Selanjutnya, penampilan demi penampilan menghibur para tamu yang malam itu memenuhi 30 bungalo. Semuanya gembira. Para penampil menunjukkan kemampuan terbaik. Hingga di penghujung pertunjukan, mereka mengajak semua tamu untuk menari bersama. Rasa haru dan suka cita bercampur jadi satu. Apalagi melihat anak-anak kecil dengan wajah-wajah lugu menari dengan bersemangat. Malam itu, kami kembali ke kamar dengan hati penuh.
Menu Halal
Taroko Village Hotel menyediakan menu halal atau para praktisi hotel dan restoran biasa menyebutnya moslem friendly. Mereka merasa kurang fasih untuk menyebut halal, atau mungkin tidak yakin bisa memenuhi 100 persen halal.

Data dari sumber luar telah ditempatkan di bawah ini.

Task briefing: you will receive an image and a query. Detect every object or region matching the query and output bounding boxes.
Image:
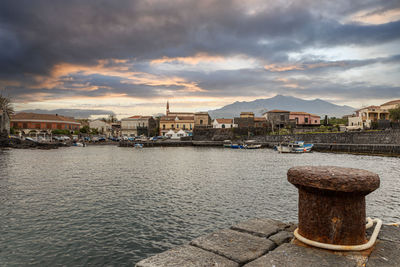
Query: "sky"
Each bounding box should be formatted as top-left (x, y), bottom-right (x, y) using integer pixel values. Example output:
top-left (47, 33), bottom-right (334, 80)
top-left (0, 0), bottom-right (400, 117)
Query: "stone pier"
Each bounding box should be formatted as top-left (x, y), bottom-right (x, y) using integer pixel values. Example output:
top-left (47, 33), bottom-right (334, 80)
top-left (136, 219), bottom-right (400, 267)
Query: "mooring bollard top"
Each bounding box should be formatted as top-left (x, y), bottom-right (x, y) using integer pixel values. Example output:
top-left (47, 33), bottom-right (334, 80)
top-left (287, 166), bottom-right (380, 193)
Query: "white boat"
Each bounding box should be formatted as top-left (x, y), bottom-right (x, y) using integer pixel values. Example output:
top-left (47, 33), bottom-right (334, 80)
top-left (275, 141), bottom-right (313, 153)
top-left (245, 144), bottom-right (261, 149)
top-left (223, 140), bottom-right (232, 148)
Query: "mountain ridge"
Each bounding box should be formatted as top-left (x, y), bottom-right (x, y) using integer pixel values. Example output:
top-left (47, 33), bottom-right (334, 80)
top-left (208, 95), bottom-right (355, 118)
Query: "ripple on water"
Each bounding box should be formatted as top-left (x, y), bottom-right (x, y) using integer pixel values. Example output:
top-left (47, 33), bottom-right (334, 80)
top-left (0, 146), bottom-right (400, 266)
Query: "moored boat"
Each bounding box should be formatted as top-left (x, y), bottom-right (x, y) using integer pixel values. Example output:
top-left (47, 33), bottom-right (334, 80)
top-left (246, 144), bottom-right (261, 149)
top-left (275, 141), bottom-right (313, 153)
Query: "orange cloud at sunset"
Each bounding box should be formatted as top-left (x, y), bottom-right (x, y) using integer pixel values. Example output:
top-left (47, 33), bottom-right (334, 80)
top-left (150, 53), bottom-right (224, 65)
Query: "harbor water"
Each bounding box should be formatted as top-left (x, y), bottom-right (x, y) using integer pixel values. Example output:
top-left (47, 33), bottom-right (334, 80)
top-left (0, 146), bottom-right (400, 266)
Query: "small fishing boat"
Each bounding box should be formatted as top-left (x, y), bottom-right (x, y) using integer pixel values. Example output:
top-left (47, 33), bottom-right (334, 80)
top-left (72, 142), bottom-right (86, 147)
top-left (223, 140), bottom-right (232, 148)
top-left (230, 144), bottom-right (246, 149)
top-left (246, 144), bottom-right (261, 149)
top-left (274, 141), bottom-right (313, 153)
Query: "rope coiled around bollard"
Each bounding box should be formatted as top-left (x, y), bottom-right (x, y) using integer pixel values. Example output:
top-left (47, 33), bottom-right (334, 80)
top-left (293, 217), bottom-right (382, 251)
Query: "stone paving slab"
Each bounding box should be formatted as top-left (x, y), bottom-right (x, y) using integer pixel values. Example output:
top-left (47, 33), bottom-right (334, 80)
top-left (244, 243), bottom-right (357, 267)
top-left (367, 224), bottom-right (400, 244)
top-left (268, 231), bottom-right (294, 246)
top-left (135, 245), bottom-right (239, 267)
top-left (367, 241), bottom-right (400, 267)
top-left (190, 229), bottom-right (275, 264)
top-left (231, 219), bottom-right (289, 237)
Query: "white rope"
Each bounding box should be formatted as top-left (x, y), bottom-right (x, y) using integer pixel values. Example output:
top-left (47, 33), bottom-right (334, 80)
top-left (294, 217), bottom-right (382, 251)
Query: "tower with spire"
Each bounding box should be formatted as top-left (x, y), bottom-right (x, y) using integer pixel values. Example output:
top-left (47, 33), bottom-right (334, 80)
top-left (166, 100), bottom-right (169, 116)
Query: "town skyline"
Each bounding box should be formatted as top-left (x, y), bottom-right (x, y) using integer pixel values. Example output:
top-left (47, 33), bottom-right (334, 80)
top-left (0, 0), bottom-right (400, 117)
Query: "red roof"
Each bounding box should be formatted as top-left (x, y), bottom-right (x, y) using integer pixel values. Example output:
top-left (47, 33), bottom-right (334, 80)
top-left (11, 112), bottom-right (79, 123)
top-left (381, 99), bottom-right (400, 106)
top-left (160, 116), bottom-right (194, 121)
top-left (215, 119), bottom-right (233, 124)
top-left (267, 109), bottom-right (290, 113)
top-left (290, 111), bottom-right (320, 118)
top-left (254, 117), bottom-right (267, 122)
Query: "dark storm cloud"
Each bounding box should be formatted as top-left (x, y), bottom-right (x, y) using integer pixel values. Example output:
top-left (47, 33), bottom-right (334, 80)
top-left (0, 0), bottom-right (400, 75)
top-left (0, 0), bottom-right (400, 104)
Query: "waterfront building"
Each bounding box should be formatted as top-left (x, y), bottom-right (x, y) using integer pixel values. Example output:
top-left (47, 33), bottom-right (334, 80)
top-left (121, 115), bottom-right (157, 136)
top-left (11, 112), bottom-right (81, 135)
top-left (263, 109), bottom-right (290, 129)
top-left (194, 112), bottom-right (212, 128)
top-left (289, 111), bottom-right (321, 126)
top-left (380, 99), bottom-right (400, 111)
top-left (0, 109), bottom-right (10, 136)
top-left (213, 119), bottom-right (237, 129)
top-left (160, 116), bottom-right (194, 135)
top-left (254, 117), bottom-right (268, 128)
top-left (111, 121), bottom-right (121, 137)
top-left (233, 112), bottom-right (254, 128)
top-left (348, 106), bottom-right (389, 129)
top-left (89, 119), bottom-right (112, 137)
top-left (159, 101), bottom-right (212, 135)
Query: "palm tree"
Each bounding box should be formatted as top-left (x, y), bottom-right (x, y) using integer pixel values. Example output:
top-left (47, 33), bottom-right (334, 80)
top-left (0, 93), bottom-right (14, 116)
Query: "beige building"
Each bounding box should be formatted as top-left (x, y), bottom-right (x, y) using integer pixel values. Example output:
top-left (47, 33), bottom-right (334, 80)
top-left (381, 99), bottom-right (400, 110)
top-left (213, 119), bottom-right (237, 129)
top-left (89, 119), bottom-right (112, 137)
top-left (194, 112), bottom-right (212, 128)
top-left (159, 101), bottom-right (212, 135)
top-left (348, 106), bottom-right (389, 129)
top-left (0, 109), bottom-right (10, 136)
top-left (160, 116), bottom-right (194, 135)
top-left (121, 115), bottom-right (157, 136)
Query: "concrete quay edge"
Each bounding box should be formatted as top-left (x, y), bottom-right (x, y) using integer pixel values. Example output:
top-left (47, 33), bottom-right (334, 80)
top-left (135, 219), bottom-right (400, 267)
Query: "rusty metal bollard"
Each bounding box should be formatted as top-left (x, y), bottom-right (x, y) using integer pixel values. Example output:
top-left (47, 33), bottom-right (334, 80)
top-left (287, 166), bottom-right (379, 245)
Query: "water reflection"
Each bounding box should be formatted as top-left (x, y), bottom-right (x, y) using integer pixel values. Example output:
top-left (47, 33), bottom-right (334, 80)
top-left (0, 146), bottom-right (400, 266)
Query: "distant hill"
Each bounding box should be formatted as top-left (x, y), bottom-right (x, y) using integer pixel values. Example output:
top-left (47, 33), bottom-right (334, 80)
top-left (17, 109), bottom-right (115, 119)
top-left (208, 95), bottom-right (356, 118)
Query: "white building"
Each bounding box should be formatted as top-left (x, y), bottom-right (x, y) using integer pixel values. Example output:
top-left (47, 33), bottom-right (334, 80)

Jangan takut dulu dengan babi, karena daging babi tidak disajikan bagi para tamu muslim. Bahkan lauk seperti telur dan ikan pun bisa diminta untuk dipisah, dengan peralatan memasak yang berbeda. Seperti ketika kami datang, satu set makan malam telah disiapkan dan dibedakan dengan tamu-tamu lain. Menunya, daging kambing, sayuran, dan umbi-umbian. Namun, kami boleh untuk mengambil telur, ikan, atau ayam yang tersaji untuk buffet.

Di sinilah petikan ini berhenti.